We encourage people to blog, podcasts, livestream and use pretty much every platform available to discuss gaming in general and develop communities. As soon as a new medium comes out, we'll be all over that as well.

I would broadly agree that perhaps writing exclusively about a handful of MMOs in the way you describe, is somewhat archaic. However that is not what we are about, nor would I personally advocate it if I were asked.

Many of the new NBI contributors have blogs with much broader scope and don't restrict themselves to just focusing exclusively on the traditional analysis of certain key titles.

It is my long term hope that the NBI will eventually be a source of information and resources for all kinds of social media based interaction. A lot of what we discuss and advise with regard to writing about games is equally relevant to writing about basket weaving, river widening or Kabbadi.

Oh and after the recent NSA revaluations typewriters have become very popular again.
 
The great wheel of time turns endlessly. Fashion goes in cycles. What was cool yesterday might be unfashionable today, but it will probably be interesting sometime in the future.

I like blogs because I can control it easier. It takes a bit of technical knowledge to set up your own blog on your own website, but that's an option I have that other media doesn't.

I think the problem with MMO blogging has more to do with MMOs than blogs, myself.
 
Since when has blogging been about being cool. It is about saying what you want to say and if anyone wants to read it then great, if they don't then that is fine too.

PS. Typewriter repair is quite theraputic, has a decent hands-on feel about it and you get moderately mucky. There are also quite a few typewriter users (fortunately frustrated editors are now able to scan type into screen text as long as they are prepared for pornagraphic conversion errors).
PPS. STEAM ENGINES DESIGN!!!!! I'll probably spend the all day dreaming up steampunk Ironman outfits now.
 
I would disagree :) Networks such as Gawker, Weblogs, Inc and more recently Vox have found continued success through blogging. It isn't the personal blog of yesteryear, but I think the platform has taken a fundamental shift since they started. They're just taking on a new role in journalism and sites which are run by individuals for hobby with no interest in actively using it as a business venture are having a tougher time competing.

It's an interesting transition to watch.
 
It's less "blogging about MMORPGs" and more about having fun talking about gaming and other geeky things in a community and a way that you enjoy.
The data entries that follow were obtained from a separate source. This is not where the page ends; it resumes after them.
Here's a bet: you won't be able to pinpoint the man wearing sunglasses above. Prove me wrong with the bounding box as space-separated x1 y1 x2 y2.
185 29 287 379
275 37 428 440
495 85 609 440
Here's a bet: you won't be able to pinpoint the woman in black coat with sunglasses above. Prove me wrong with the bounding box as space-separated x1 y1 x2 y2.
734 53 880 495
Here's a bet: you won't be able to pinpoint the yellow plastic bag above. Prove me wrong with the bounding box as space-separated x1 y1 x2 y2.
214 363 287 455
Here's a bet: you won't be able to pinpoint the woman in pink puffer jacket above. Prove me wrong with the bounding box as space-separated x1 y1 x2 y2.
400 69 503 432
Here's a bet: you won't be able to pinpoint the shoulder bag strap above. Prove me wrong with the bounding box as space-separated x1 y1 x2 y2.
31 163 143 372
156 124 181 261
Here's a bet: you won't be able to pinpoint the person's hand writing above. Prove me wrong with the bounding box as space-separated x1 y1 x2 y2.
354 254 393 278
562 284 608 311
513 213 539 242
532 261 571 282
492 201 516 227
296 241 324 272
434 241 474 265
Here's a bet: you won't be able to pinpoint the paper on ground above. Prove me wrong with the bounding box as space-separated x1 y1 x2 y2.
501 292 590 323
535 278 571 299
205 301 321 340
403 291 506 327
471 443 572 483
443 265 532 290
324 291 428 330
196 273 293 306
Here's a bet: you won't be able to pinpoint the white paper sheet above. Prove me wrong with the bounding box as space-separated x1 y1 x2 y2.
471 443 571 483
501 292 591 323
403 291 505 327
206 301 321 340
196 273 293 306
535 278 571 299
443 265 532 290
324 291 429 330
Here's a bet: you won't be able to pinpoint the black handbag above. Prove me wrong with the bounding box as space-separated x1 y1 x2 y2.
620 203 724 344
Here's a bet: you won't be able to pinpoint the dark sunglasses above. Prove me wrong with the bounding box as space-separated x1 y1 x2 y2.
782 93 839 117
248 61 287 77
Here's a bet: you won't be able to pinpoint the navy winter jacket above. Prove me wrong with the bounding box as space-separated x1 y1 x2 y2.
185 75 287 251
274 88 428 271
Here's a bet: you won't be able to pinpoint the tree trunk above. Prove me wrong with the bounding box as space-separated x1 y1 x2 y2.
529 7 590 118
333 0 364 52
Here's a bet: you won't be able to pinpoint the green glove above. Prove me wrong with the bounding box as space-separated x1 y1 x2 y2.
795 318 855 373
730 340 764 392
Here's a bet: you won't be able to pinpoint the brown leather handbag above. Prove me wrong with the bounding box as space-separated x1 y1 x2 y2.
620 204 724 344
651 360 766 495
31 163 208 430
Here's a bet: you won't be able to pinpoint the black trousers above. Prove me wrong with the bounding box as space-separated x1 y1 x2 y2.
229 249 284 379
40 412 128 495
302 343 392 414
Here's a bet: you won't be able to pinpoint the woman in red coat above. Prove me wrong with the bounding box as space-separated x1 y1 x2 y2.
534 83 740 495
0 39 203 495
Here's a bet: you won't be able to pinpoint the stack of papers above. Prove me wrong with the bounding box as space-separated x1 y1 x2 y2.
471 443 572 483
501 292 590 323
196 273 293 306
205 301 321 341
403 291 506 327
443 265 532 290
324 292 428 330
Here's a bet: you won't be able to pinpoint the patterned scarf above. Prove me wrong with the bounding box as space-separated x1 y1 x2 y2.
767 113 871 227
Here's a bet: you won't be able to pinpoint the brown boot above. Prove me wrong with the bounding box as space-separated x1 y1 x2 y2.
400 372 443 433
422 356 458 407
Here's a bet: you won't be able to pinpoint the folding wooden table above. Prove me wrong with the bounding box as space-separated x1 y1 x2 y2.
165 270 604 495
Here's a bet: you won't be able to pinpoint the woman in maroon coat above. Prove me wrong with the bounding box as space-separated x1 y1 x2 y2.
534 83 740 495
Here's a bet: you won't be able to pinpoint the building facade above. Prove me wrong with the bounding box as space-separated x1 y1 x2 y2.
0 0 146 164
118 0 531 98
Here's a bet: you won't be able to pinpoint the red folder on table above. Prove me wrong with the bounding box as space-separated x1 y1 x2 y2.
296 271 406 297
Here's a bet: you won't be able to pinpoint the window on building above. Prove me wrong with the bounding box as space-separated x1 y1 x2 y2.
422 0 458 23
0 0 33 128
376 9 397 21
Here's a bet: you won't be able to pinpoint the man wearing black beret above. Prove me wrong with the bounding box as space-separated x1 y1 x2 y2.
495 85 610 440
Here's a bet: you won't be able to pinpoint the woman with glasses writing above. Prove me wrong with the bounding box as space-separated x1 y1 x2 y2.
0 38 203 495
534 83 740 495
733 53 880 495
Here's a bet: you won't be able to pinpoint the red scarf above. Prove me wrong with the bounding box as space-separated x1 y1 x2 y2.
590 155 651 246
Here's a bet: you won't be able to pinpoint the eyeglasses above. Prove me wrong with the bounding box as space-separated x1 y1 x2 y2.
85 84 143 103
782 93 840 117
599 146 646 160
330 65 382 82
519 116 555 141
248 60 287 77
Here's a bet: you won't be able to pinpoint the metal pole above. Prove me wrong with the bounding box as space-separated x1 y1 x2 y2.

That's not about being popular or successful.
 
I have never blogged but it seems to me like it is a way to think out loud to the world and let others chime in if it suits them. The motivation being to find/ share/consult with others topics of common interest. I don't see that going by the way side regardless of the method in which that is accomplished. I would say more but I have things to blow up in up World of Tanks!